Let $f \in L^1(\mathbb{R})$ and $\|f\|_1=1$, show that for $\delta>0$ $\lim_{n \to \infty}\int_{|x|\geq \delta}nf(nx)dx=0$

Question

Let $f \in L^1(\mathbb{R})$ and $\|f\|_1=1$, show that for $\delta>0$ $\lim_{n \to \infty}\int_{|x|\geq \delta}nf(nx)dx=0$

Also show that for $g$ bounded continuous, $\lim_{n \to \infty}\int_{\mathbb{R}}nf(nx)g(x)dx=g(0)$

I did it using $u-$sub enforcing $u=nx$ we get that $\int_{|x|\geq \delta}nf(nx)dx=\int_{n\delta}^{\infty}f(u)du+\int_{-\infty}^{-n\delta}f(u)du$ which goes to $0$ by DCT. Similarily we do the second part. We know by previous part that $\lim_{n \to \infty}\int_{\mathbb{R}}nf(nx)g(x)dx=\lim_{n \to \infty}\int_{-\delta}^{\delta}nf(nx)g(x)$ you do the u-sub, DCT + continuity give you the result.

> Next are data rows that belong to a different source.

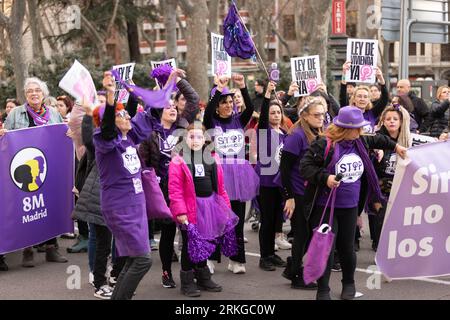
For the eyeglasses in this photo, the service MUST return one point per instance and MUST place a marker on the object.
(122, 114)
(318, 115)
(31, 91)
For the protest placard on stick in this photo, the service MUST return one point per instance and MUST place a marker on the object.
(363, 55)
(306, 72)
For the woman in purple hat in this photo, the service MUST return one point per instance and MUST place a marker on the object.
(241, 181)
(347, 155)
(156, 152)
(302, 134)
(361, 99)
(122, 197)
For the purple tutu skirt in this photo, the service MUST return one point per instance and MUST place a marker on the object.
(214, 217)
(241, 180)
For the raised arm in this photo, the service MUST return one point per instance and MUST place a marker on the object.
(264, 116)
(108, 125)
(192, 100)
(380, 104)
(245, 116)
(213, 104)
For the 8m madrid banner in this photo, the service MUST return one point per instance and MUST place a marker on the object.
(415, 241)
(36, 174)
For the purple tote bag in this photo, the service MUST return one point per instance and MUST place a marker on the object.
(154, 199)
(320, 246)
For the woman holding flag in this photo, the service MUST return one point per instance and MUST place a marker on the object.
(122, 197)
(241, 181)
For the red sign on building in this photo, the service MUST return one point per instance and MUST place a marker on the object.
(339, 17)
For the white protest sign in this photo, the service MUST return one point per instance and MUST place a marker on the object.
(418, 139)
(126, 73)
(220, 60)
(170, 62)
(363, 55)
(78, 83)
(306, 72)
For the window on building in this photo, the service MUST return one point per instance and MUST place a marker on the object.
(445, 52)
(289, 27)
(392, 52)
(422, 49)
(412, 49)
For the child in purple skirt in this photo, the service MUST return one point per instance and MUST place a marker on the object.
(197, 196)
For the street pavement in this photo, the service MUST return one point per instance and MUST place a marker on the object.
(49, 281)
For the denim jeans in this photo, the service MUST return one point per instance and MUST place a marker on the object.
(134, 270)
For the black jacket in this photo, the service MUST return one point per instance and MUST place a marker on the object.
(421, 112)
(439, 117)
(313, 168)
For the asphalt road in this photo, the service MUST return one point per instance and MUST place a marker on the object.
(49, 281)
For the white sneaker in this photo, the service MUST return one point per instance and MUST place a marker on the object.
(211, 266)
(91, 279)
(104, 293)
(236, 267)
(282, 242)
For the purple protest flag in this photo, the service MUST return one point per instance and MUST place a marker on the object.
(37, 174)
(199, 248)
(237, 41)
(415, 240)
(157, 99)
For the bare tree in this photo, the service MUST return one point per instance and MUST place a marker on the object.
(33, 14)
(197, 42)
(312, 28)
(259, 10)
(169, 8)
(213, 16)
(14, 26)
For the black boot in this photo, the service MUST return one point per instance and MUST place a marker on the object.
(204, 282)
(3, 265)
(188, 286)
(348, 291)
(299, 283)
(52, 255)
(287, 273)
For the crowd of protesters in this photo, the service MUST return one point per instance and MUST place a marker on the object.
(209, 173)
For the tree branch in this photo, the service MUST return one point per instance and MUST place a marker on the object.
(4, 21)
(187, 6)
(113, 18)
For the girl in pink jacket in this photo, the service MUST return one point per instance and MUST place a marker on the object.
(197, 196)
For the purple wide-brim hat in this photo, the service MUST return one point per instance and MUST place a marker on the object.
(350, 118)
(225, 92)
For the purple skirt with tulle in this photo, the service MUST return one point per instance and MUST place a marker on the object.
(240, 179)
(214, 217)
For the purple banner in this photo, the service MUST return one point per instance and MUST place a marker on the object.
(415, 241)
(36, 174)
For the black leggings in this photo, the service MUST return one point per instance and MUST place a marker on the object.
(239, 209)
(302, 235)
(186, 263)
(344, 226)
(168, 232)
(270, 201)
(103, 239)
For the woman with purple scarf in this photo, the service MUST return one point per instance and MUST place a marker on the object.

I think my solution is valid but I have not proved the fact that $u$-sub is valid for infinite bounds (only for finite), and so I was wondering whether there is a non $u$-sub solution.

Answer 1

The substitution $x=u/n$ is valid on any integral over any measurable set, bounded or not.

There's an easier proof for the second limit:

$$\int_{\mathbb R}nf(nx)g(x)\,dx = \int_{\mathbb R}f(u)g(u/n)\,du.$$

As $n\to \infty,$ the integrands on the right $\to f(u)g(0)$ pointwise, by the continuity of $g$ at $0$ (you only need continuity at this one point). Since $|f(u)g(u/n)| \le |f(u)|\|g\|_\infty,$ the DCT gives the desired answer.